Levantarse temprano no es la solución para la inseguridad.
Me llama mucho la atención que, como figura paternal, AMLO regañó a los gobernadores porque no van a las juntas matutinas para tratar la seguridad, como él lo hace, levantándose a las 5 de la mañana para empezar a las 6 y luego seguir con su baño de prensa a las 7. Todo eso demuestra una enorme capacidad de trabajo, igual que sus giras. De lo último, tenemos que felicitarlo; de lo primero, tenemos que meditarlo.
El problema de la inseguridad no se va a resolver por levantarse temprano; se va a resolver cuando se planee con todos los factores involucrados y se actúe con una estrategia bien definida, utilizando el método científico y las experiencias internacionales.
Por supuesto que es importante combatir la pobreza y la marginación, pero repartir y distribuir recursos en forma ocurrente no va a producir resultados, porque el tema es educativo, cultural, mundial, espiritual y además económico, y tiene que ver mucho con las enfermedades del siglo XXI como la depresión, la ansiedad y las adicciones.
Con todos esos factores involucrados se requiere un análisis desde diversas especialidades y eso no tiene nada que ver con ser un buen madrugador, sino tiene que ver con ser una persona muy inteligente, que concilie intereses, coordine a muchas personas y que se asesore internacionalmente sobre ese flagelo que nos ha colocado en un nivel que no habíamos tenido, desde la Revolución Mexicana.

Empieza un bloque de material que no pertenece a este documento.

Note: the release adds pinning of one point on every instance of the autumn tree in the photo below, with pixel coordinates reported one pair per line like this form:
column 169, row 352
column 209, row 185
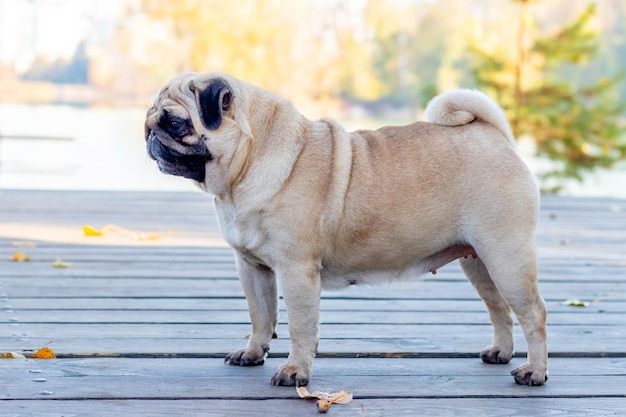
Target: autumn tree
column 578, row 127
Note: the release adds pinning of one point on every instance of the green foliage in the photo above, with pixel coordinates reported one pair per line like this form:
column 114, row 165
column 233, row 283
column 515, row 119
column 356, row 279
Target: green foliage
column 577, row 127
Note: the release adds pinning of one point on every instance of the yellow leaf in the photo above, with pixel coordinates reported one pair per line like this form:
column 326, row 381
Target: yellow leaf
column 155, row 236
column 44, row 353
column 575, row 302
column 24, row 244
column 12, row 355
column 325, row 399
column 20, row 257
column 60, row 264
column 90, row 231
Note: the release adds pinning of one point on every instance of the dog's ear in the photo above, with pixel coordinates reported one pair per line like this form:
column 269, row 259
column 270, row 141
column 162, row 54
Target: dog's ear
column 213, row 100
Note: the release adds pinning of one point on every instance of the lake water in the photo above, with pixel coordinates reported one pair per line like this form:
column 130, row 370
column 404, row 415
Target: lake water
column 68, row 148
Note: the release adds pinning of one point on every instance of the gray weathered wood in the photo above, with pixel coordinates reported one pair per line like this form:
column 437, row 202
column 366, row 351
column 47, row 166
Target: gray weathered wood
column 141, row 327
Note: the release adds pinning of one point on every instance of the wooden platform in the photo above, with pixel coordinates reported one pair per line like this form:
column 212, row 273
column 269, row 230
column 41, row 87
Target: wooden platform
column 141, row 326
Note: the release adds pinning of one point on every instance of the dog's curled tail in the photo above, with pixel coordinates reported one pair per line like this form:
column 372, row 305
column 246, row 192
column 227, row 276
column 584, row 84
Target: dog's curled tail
column 459, row 107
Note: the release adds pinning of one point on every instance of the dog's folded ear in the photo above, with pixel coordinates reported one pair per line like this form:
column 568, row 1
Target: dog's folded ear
column 212, row 101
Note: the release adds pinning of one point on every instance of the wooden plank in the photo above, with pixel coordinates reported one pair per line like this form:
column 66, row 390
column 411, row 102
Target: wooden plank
column 62, row 286
column 83, row 305
column 327, row 317
column 252, row 382
column 436, row 407
column 88, row 339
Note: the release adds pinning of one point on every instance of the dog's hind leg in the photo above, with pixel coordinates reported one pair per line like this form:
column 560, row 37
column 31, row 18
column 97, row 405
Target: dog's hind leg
column 513, row 271
column 501, row 349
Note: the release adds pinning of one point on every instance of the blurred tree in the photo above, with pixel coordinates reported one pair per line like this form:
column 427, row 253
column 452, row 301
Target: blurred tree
column 577, row 127
column 274, row 44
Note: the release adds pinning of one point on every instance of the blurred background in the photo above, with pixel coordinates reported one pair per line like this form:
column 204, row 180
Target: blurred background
column 76, row 77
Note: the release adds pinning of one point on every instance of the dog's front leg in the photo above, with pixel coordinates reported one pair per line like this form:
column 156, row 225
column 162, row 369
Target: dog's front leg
column 259, row 285
column 301, row 287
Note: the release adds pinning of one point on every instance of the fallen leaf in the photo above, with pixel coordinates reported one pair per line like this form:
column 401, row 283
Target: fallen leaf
column 325, row 399
column 60, row 264
column 24, row 244
column 12, row 355
column 20, row 257
column 91, row 231
column 575, row 302
column 44, row 353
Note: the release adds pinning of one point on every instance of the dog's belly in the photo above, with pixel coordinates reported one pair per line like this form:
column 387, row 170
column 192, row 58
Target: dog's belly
column 340, row 278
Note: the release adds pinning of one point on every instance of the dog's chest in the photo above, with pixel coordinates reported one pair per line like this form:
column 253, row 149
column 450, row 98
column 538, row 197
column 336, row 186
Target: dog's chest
column 241, row 231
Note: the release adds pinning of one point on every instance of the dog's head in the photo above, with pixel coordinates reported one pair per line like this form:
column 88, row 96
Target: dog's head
column 197, row 129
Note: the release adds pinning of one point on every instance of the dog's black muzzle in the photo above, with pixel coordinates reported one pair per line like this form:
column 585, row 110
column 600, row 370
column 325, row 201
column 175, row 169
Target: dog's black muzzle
column 190, row 165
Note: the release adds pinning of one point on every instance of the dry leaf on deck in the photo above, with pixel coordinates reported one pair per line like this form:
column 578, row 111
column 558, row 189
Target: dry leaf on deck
column 24, row 244
column 20, row 257
column 60, row 264
column 575, row 302
column 12, row 355
column 92, row 231
column 325, row 399
column 44, row 353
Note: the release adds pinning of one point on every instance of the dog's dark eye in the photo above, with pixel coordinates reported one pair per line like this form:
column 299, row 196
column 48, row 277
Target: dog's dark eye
column 173, row 125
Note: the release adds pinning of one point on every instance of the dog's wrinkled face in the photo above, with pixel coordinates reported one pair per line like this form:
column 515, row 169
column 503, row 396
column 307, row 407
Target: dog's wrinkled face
column 179, row 125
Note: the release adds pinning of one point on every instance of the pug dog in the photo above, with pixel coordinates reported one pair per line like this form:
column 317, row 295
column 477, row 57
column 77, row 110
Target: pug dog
column 307, row 205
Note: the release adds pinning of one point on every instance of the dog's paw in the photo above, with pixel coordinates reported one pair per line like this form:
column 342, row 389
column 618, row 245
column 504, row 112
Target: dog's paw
column 247, row 357
column 496, row 355
column 291, row 375
column 524, row 375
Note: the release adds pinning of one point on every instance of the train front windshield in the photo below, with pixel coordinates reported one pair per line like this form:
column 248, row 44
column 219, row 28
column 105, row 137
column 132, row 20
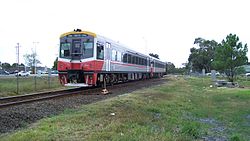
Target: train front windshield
column 76, row 46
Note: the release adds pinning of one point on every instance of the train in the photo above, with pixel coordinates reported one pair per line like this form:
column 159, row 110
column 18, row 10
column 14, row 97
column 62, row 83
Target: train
column 87, row 59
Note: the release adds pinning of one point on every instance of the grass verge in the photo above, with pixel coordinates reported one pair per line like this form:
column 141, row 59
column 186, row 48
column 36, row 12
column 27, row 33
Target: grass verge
column 8, row 86
column 180, row 109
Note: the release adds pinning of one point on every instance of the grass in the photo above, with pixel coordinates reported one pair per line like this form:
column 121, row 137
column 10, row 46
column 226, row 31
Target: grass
column 180, row 109
column 8, row 86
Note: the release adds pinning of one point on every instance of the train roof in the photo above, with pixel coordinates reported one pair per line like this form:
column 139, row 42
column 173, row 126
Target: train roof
column 79, row 31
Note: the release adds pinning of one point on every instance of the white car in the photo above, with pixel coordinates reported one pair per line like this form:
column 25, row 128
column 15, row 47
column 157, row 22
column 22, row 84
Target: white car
column 22, row 73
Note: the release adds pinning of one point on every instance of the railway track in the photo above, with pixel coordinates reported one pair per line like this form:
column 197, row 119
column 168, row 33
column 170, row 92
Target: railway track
column 28, row 98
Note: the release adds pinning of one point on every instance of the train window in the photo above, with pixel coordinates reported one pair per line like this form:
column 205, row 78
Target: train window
column 125, row 58
column 65, row 50
column 100, row 52
column 129, row 58
column 119, row 56
column 87, row 49
column 140, row 61
column 108, row 45
column 114, row 55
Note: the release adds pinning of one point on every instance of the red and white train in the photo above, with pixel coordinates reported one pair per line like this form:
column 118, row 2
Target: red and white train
column 88, row 59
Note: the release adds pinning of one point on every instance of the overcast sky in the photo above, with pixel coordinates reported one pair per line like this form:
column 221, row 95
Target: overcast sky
column 164, row 27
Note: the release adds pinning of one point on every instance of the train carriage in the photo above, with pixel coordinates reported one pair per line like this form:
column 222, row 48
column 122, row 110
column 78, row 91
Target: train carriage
column 88, row 59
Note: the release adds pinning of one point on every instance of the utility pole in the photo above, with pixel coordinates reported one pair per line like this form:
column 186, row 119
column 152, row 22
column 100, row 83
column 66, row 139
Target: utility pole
column 17, row 81
column 34, row 43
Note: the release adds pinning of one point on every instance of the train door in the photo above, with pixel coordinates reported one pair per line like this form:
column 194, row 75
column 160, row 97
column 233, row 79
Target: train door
column 107, row 56
column 76, row 50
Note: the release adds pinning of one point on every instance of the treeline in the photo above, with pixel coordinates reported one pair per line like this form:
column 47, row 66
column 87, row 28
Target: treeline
column 226, row 56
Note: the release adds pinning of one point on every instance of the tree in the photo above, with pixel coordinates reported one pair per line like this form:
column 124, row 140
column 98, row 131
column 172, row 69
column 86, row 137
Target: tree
column 31, row 60
column 201, row 58
column 229, row 55
column 154, row 55
column 55, row 64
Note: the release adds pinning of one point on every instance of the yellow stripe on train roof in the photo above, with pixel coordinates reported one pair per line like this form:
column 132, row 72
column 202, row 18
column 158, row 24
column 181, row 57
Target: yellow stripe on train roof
column 81, row 32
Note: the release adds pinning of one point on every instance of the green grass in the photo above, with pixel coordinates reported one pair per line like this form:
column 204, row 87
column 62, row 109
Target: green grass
column 180, row 109
column 8, row 86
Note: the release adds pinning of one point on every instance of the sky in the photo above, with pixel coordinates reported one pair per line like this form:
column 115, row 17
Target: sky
column 164, row 27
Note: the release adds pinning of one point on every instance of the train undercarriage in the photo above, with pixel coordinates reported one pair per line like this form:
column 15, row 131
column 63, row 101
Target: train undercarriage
column 87, row 79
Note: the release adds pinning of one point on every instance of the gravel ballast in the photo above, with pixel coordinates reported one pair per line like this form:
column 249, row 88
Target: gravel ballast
column 16, row 117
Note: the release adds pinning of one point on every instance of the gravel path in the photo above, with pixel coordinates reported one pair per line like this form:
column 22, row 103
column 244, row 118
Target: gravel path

Yo pienso que en lugar de regañar a los gobernadores, hay que invitarlos a participar en la planeación estratégica y marcar algunas reglas generales, así como terminar con un nacionalismo que no le permite al Presidente ni salir a un poblado vecino en Estados Unidos, y menos tratar ese tema en las convenciones internacionales de grandes líderes del mundo, pues cree que todo se puede resolver aquí, cuando la globalización ha desmentido al nacionalismo estricto y nos ha convencido de un nacionalismo global.
Ojalá que las cosas buenas del Presidente no se diluyan con tantas ocurrencias obsoletas que ya no se aplican en el siglo XXI.
Descartes: Pienso, luego existo… La figura paternal genera antítesis, como también el que regaña a sus mal llamados subalternos, porque vivimos en un régimen federalista, no produce amor, sino rencor.